Exterior Waterproofing Cost Calculator
Cost a dig-down exterior membrane job from the below-grade wall area (perimeter × depth to the footing) and the price per square foot you enter, plus your excavation line.
Calculator
Exterior waterproofing on a 120 LF × 8 ft wall (960 sq ft) is about $11,520.00 with your excavation line. Digging to the footing is heavy excavation — use licensed pros and pull a permit.
Exterior waterproofing is the thorough approach: excavate down to the footing, clean the wall, and apply a waterproof membrane or coating from the outside so water never reaches the structure. Because the membrane covers the below-grade face of the wall, it is priced by square foot of wall area — the perimeter multiplied by how deep the wall runs below grade.
The excavation itself is often a separate line on the quote, so this tool keeps the membrane $/sq ft and the excavation cost apart. Digging around a foundation is heavy, sometimes structural work: have a licensed engineer confirm the approach and pull the required permits before anyone breaks ground.
Formula
wall_area = perimeter × depth
total = wall_area × price_per_sqft + excavation
Wall area is the below-grade face being coated; price_per_sqft is the installed membrane $/sq ft from your quote; excavation is your separate dig-and-backfill line.
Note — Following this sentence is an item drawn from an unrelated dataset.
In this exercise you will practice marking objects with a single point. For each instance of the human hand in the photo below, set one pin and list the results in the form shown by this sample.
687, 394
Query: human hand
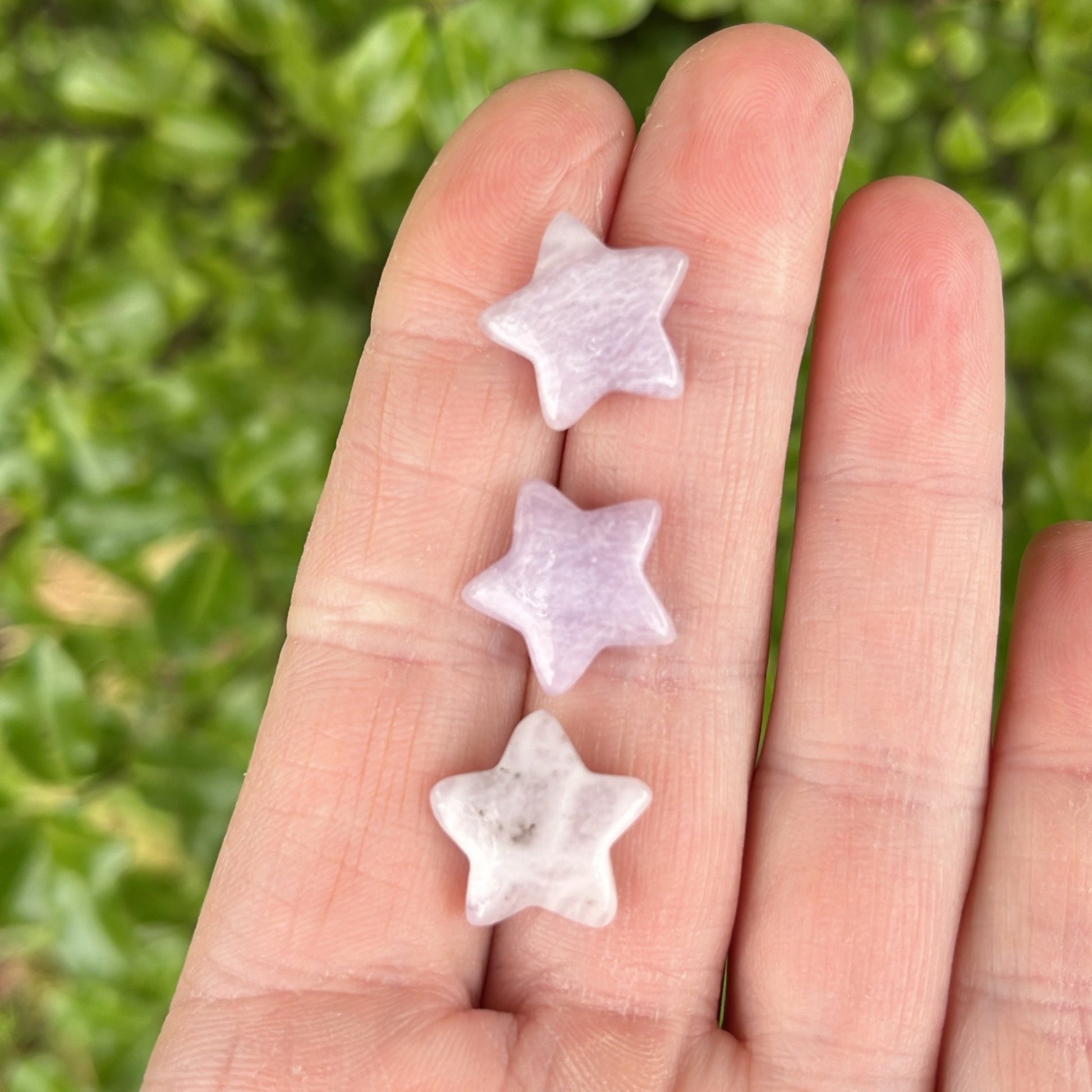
887, 929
No price is stored — you enter the $/sq ft.
Worked example
A 120 linear foot perimeter dug down 8 feet to the footing has a wall area of 120 × 8 = 960 sq ft. At $12 per square foot for the membrane:
960 × $12 = $11,520 (before any separate excavation line).
So the membrane portion is about $11,520. Add your excavation line to get the full picture — on a deep or tight-access wall the digging can rival the membrane itself.
Why exterior costs the most
Exterior waterproofing usually costs more than any interior method because of the excavation: reaching the footing means removing soil, protecting or moving landscaping, decks and utilities, and backfilling afterward. That is why the tool separates the membrane $/sq ft from the excavation line — on some sites the dig is the bigger number. It is also why exterior work is genuinely structural and excavation scope: have a licensed structural or geotechnical engineer assess the wall first, use licensed pros, and pull a permit and inspection. If the water problem can be solved from inside with interior drain tile or better yard drainage, that is often the far cheaper honest fix; exterior membrane is the answer when the wall face itself must be sealed.